The Technobanditry Debate
EXPORTING high technology has been a crime only since 1949, the dawn of the Cold War era. Following the first successful Soviet A-bomb test, the U.S. government passed the Export Control Act, aimed at curbing transfers of strategic materials to the Soviet Union. That year it also joined its NATO allies in forming a coordinating committee for multilateral export controls, an international force to prevent the proliferation of state-of-the-art technology.
But despite a stream of export legislation enacted since then--the Battle Act of 1951, the 1969 Export Administration Act, even a 1983 law requiring Soviet diplomats to notify the Department of State before traveling to the Silicon Valley--the KGB and other East Bloc agents have proved aggressive and resourceful in their pursuit of American technology, U.S. defense experts say.

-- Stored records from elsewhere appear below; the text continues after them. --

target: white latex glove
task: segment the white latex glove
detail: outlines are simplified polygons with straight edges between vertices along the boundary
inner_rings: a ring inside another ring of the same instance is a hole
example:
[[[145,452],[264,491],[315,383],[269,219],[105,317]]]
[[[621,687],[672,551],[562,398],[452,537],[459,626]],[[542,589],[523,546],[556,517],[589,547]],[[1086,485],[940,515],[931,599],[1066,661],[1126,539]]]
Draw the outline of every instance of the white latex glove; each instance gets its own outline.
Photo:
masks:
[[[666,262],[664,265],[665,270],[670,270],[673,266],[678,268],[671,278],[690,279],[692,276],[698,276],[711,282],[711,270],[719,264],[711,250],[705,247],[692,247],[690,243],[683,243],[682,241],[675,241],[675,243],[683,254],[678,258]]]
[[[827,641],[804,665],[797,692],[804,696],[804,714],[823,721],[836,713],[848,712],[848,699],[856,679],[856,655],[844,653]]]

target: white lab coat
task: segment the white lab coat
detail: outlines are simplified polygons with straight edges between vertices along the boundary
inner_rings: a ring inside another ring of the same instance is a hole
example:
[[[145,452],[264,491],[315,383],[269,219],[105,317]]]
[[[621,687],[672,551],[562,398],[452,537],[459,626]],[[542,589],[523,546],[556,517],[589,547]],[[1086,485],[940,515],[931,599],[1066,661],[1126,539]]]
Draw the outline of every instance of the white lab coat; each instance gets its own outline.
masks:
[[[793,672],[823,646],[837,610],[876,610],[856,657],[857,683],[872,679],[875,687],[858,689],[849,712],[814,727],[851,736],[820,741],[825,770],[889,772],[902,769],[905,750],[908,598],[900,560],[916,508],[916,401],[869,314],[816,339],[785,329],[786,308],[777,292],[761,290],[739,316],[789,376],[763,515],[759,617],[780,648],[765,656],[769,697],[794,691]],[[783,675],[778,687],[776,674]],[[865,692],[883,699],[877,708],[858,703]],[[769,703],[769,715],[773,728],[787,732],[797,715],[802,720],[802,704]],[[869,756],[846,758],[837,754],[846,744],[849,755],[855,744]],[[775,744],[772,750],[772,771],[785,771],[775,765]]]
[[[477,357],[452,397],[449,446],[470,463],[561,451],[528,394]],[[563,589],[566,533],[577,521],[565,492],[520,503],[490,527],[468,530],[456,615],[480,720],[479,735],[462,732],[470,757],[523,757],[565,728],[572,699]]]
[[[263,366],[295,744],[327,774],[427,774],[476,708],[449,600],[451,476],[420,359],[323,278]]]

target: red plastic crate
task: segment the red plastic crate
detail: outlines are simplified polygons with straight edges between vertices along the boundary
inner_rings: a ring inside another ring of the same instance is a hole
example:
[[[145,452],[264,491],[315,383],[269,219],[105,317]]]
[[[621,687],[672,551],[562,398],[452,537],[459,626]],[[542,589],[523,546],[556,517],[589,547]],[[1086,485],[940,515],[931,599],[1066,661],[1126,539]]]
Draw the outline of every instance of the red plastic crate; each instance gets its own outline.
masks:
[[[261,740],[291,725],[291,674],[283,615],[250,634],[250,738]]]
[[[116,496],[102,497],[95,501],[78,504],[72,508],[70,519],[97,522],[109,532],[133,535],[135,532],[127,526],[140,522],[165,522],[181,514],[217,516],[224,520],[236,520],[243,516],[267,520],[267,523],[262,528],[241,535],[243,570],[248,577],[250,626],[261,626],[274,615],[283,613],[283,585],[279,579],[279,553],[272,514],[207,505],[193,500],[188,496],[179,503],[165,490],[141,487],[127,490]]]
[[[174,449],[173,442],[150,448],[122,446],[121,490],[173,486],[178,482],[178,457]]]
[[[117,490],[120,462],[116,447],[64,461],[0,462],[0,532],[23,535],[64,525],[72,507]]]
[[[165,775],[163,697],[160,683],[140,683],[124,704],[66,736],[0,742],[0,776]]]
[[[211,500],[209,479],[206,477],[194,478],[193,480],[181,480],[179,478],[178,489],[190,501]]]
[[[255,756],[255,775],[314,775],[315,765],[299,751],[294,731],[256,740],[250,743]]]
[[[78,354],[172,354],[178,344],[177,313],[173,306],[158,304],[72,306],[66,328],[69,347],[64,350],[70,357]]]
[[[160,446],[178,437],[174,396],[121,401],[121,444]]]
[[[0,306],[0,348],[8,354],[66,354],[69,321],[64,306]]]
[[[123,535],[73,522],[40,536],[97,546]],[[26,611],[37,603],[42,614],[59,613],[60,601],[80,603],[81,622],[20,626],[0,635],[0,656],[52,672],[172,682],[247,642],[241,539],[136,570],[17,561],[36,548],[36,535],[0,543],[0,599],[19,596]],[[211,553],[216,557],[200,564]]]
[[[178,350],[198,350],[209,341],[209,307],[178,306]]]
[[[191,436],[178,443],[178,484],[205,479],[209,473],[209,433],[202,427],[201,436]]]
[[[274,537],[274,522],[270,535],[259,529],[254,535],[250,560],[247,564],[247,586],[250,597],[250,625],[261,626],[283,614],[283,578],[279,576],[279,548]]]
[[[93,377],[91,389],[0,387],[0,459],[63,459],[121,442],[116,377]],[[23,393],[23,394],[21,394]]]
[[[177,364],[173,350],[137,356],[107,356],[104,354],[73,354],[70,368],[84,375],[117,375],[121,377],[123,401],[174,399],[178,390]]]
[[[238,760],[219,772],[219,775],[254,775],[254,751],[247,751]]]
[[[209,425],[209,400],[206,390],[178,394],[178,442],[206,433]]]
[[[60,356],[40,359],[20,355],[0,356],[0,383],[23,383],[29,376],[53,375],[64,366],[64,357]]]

Indeed, military analysts estimated in 1986 that 150 of the Soviet Union’s most advanced weapons--including its versions of the Blackjack bomber and the Sidewinder air-to-air missile--incorporate technology pirated from the West. By pursuing proven Western equipment, defense analysts say, the Soviets have been able to skip costly research and development and have cut the technology gap with the United States substantially.
What keeps the Soviet Bloc nipping at the heels of the United States is a sophisticated supply network that often begins in California. Federal investigators say that frequently, shell corporations purchase equipment from unwitting aerospace or microelectronics companies. In most cases, they say, the equipment has been falsely labeled, then transported to neutral nations, such as Switzerland or Austria, that trade freely with Warsaw Pact nations. Such a network allegedly enriched convicted technobandits Werner Bruchhausen and Tony Maluta, whose Torrance company, Continental Technology Corp., netted nearly $10 million between 1975 and 1985. The company sold to the Soviets everything from ultra-sophisticated surveillance equipment to an entire silicon-chip manufacturing plant.
The election of Ronald Reagan in 1980 brought both a tightening of domestic restrictions on technology transfer and a push to get Western European nations to adhere to American restrictions and to police exports more vigorously.
Yet, in recent years, Congress has been at odds with the Reagan Administration over its implementation of the Export Administration Act. Many members of Congress, as well as businessmen involved in high technology, believe the administration has gone too far in its definition of what should be deemed privileged. “You have technology on the blacklist, such as personal computers, which are easily available anywhere in the world,” says a staffer to one congressional trade oversight committee. A 1987 study by the National Academy of Sciences agreed, saying that U.S. national security was not well served by the current crackdown. “The scope of U.S. security export controls undermines their effectiveness,” contended the panel, which included Bobby Ray Inman, a former director of the National Security Agency and ex-deputy director of the CIA.
In response, says Paul Freedenberg, Undersecretary of Commerce for Export Administration, the administration has begun cutting back the list of prohibited technology. Still, he condemns such Congressional proposals as one that calls for eliminating 40% of the items on the list as nothing short of “dangerous.”